そしてそのままの勢いで、直上に思いきり放り投げた。
暫くし、ババリシアは地面に激突する。
受け身はとれたようだが…
身体を若干揺らしながら立ち上がり、剣を構えようと…
が、既にリドは動いていた。ババリシアが落ちてくる地点を予想し、蹴りを食らわそうとしていたのだ。
…獣畜生と呼ばれるなら野性的かつ、容赦なく攻めたててやる。
鋭い反応で盾を構え防御するババリシアだが、盾ごと蹴りつけ数歩退かせる。
リドは素手のままでババリシアに肉薄し、密着しながら乱打を放っていく…
何故ババリシアが苦戦しているか。それはババリシアの剣にある。
ババリシアが戦場で装備しているのは自在に剣の長さが所有者の意思によって変化する、聖剣<グリム>。ババリシアはそれに慣れすぎていた。
いまのババリシアが装備しているのは訓練用のロンソード。長さが変わってくれるわけが無い。
それに対してリドは、素手だ。
実はあの斧は間合いを勘違いさせる為だけに持ち込んでおり、実際はいつも籠手を装備して訓練していた。
つまり…間合いと体格からして、有利なのはリド。
ちなみに斧の件も、ババリシアの間合いをリドに教えたのはセスラだ。
ババリシアはセスラも自分を愛してくれているものだと思っていたらしく、リドに不利な情報を吹き込むと確信していたらしい。

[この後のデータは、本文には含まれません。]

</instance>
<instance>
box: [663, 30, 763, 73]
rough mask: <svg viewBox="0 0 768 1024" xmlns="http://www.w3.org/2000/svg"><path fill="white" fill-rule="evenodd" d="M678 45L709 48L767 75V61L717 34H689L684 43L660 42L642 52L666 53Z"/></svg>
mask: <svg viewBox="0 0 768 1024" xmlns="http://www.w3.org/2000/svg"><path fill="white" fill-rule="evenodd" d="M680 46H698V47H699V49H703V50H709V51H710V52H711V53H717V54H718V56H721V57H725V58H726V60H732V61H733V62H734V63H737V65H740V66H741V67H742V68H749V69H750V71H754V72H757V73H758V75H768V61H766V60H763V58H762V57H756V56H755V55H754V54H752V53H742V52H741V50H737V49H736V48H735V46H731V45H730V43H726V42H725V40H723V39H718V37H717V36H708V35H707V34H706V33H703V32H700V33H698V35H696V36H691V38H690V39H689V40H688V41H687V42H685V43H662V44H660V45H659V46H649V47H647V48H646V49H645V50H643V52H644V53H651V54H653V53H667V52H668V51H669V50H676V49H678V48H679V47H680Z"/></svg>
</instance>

セスラは「阿呆な弟でなー…ウチはアイツの事嫌い。ストーカーみたいでなんか嫌やし!」と言っていたが…
…こんな理由で有利にたつのはなんとも言えない気分になるが、かといって手加減する気は更々無い。
「おおおおおおっ!!!」
怒濤の連打を放つ。
ババリシアの盾を弾き、鎧をひたすら殴る。衝撃がババリシアに届き、苦しみの声が聞こえる…リドの拳も裂け、血が流れ出ているが問題ではない。
ただ、殴打していく。
そして乱打の末、ババリシアが大きく体勢を崩し…
鈍い音が響き、ババリシアが崩れ落ちる。鋭い一撃がヘルムに浴びせられ、衝撃でババリシアは気絶してしまったのだ。
…恐らく最愛の姉を、一方的とはいえ信じていたのだろう。彼からしたら裏切られたも同然の行為をされたことを悟ってしまい、動揺していたのかもしれない。
降伏するか、レフェリーの合図がなければ試合は終わらない。ババリシアの兜を掴み、レフェリーを睨む。
唖然としていたレフェリーが試合終了の合図を送り…
勝者はリド。
…観客は完全に沈黙していた。
それもそうだろう。端から見たら人間側の最大戦力の一角が、タイマンで異種族の獣人に負けたのだ。
不穏な空気の中、俺はセスラの元へゆっくりと向かう。
空気など知るか、思いっきり抱き締めてやろう。